Keine offizielle Bestätigung der Angriffe
Offiziell gibt es bislang keine Bestätigung für die Angriffe. Das russische Verteidigungsministerium meldete lediglich den Abschuss von insgesamt 143 ukrainischen Drohnen, ohne Angaben zu möglichen Schäden zu machen. In sozialen Netzwerken kursierende Bilder und Videos zeigen Explosionen und Feuer in der Nacht und dunkle Rauchwolken am Morgen. Die Flughäfen von Krasnodar und Sotschi waren stundenlang für den Flugverkehr gesperrt. Auf der Krim landen seit Beginn des vor mehr als vier Jahren von Kremlchef Wladimir Putin befohlenen Kriegs gegen die Ukraine ohnehin keine Passagierflugzeuge mehr.
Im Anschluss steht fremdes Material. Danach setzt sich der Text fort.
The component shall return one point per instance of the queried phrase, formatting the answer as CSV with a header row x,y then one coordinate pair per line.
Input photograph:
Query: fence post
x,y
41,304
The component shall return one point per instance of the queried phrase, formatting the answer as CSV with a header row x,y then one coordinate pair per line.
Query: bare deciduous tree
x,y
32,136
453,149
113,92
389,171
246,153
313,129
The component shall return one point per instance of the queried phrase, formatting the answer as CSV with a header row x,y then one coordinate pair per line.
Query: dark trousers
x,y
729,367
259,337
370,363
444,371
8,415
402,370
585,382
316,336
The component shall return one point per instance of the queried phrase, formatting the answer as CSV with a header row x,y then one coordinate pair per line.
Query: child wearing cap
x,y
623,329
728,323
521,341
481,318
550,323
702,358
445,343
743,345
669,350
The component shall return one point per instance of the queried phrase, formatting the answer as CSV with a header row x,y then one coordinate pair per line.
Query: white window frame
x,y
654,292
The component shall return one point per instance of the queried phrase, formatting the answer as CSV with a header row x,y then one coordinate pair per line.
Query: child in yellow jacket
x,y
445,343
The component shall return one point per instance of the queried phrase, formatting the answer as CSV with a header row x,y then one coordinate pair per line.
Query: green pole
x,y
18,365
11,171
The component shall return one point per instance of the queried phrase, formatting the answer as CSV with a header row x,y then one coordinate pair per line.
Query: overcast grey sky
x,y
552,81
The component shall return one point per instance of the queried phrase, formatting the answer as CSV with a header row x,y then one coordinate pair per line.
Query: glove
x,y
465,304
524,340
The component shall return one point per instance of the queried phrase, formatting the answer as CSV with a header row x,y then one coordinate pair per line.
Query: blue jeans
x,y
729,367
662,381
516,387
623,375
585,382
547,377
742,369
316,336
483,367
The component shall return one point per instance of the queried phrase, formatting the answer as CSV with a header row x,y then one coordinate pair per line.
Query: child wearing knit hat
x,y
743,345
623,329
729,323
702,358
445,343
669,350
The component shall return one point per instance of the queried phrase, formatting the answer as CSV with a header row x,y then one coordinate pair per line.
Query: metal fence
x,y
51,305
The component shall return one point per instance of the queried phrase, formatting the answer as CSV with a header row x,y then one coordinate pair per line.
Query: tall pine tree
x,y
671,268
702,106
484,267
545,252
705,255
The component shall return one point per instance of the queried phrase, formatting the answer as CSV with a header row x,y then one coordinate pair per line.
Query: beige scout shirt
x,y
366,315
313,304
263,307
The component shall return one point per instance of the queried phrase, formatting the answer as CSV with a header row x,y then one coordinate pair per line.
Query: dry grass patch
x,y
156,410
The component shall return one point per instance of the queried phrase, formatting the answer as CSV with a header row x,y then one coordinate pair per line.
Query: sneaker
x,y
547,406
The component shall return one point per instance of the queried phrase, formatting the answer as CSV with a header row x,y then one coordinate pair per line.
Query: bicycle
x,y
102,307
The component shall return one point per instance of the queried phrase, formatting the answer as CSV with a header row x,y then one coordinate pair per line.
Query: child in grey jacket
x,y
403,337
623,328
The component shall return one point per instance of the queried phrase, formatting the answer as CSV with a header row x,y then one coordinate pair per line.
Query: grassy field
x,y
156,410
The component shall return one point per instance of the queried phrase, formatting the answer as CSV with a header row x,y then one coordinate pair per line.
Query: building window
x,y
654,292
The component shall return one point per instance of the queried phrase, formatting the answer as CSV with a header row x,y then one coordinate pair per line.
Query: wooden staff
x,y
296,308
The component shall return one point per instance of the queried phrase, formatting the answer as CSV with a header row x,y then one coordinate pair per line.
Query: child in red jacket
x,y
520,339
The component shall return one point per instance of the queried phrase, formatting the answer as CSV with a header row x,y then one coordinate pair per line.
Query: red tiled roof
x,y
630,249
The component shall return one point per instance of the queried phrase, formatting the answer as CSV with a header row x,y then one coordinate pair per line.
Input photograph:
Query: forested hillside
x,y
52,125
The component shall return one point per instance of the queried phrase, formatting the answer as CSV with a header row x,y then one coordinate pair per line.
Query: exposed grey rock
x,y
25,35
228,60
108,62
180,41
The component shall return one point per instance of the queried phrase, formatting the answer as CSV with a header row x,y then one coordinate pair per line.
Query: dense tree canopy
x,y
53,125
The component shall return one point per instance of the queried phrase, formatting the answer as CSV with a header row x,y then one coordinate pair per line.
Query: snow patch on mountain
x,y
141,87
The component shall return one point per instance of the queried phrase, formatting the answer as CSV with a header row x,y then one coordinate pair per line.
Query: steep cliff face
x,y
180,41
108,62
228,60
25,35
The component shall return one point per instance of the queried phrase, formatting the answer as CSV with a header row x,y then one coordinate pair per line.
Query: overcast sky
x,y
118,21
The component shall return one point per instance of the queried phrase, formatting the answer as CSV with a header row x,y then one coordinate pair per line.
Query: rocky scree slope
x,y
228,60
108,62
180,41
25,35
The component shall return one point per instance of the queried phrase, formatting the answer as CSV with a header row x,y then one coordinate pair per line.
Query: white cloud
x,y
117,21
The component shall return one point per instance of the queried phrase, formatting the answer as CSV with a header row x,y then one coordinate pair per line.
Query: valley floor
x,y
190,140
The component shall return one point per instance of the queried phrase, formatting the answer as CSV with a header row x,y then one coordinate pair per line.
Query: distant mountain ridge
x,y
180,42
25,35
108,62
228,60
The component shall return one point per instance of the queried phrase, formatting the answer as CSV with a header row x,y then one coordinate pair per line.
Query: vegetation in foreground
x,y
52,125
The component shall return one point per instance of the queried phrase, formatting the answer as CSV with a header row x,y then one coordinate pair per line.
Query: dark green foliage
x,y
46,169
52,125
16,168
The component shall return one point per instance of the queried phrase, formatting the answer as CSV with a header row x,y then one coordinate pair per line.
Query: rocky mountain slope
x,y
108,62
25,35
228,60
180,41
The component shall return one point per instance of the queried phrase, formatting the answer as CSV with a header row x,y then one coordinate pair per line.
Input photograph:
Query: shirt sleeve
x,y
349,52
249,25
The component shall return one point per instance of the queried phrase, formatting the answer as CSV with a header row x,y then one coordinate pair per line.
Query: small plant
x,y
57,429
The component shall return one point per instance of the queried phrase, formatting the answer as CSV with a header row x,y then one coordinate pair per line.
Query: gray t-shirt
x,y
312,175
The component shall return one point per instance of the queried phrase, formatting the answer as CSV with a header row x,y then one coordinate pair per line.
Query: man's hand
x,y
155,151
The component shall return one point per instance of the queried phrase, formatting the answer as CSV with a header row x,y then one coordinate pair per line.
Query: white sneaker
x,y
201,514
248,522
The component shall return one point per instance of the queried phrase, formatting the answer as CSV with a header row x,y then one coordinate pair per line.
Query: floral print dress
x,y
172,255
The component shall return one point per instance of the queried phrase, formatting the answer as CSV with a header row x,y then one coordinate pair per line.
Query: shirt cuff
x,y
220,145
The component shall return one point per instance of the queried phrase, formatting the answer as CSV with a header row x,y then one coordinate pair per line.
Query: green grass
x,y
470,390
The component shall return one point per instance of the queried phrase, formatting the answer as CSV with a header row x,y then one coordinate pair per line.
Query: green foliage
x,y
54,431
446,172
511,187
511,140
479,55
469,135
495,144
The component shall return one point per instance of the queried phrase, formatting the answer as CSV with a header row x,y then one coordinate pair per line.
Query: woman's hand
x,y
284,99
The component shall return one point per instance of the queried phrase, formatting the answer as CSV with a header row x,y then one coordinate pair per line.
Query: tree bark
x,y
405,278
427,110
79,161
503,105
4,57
Tankstellen auf der Krim verkaufen kein Benzin mehr
Die Ukraine hat in den vergangenen Monaten zur Abwehr der russischen Invasion vermehrt Objekte der Ölindustrie attackiert. Damit soll den angreifenden russischen Truppen die Treibstoffversorgung und Moskau die Kriegsfinanzierung erschwert werden. Vor allem die Bewohner der bereits 2014 von Russland annektierten Krim spüren die Folgen deutlich. Bereits seit Sonntag haben die Tankstellen auf der Krim den Verkauf von Benzin und Diesel an Privatpersonen und Unternehmen komplett eingestellt. Die von Moskau eingesetzten Behörden haben zudem alle Ferienlager geschlossen sowie den Tourismus ausgesetzt.
Stromsperren und abgesagte Veranstaltungen
Der örtliche Energieversorger Krimenergo teilte außerdem mit, dass Zeitpläne für Stromsperren eingeführt wurden. Das wiederum hat auch Einfluss auf die Wasserversorgung. In der Hafenstadt Sewastopol wurden unterdessen für Montag alle öffentlichen Open-Air-Veranstaltungen abgesagt. Das teilte Stadtgouverneur Michail Raswoschajew auf Telegram mit. Es werde auch keine Straßenbeleuchtung geben. Die Regierung in Moskau erklärte, man bemühe sich intensiv, die Auswirkungen der gestörten Treibstofflieferungen auf der Krim zu begrenzen.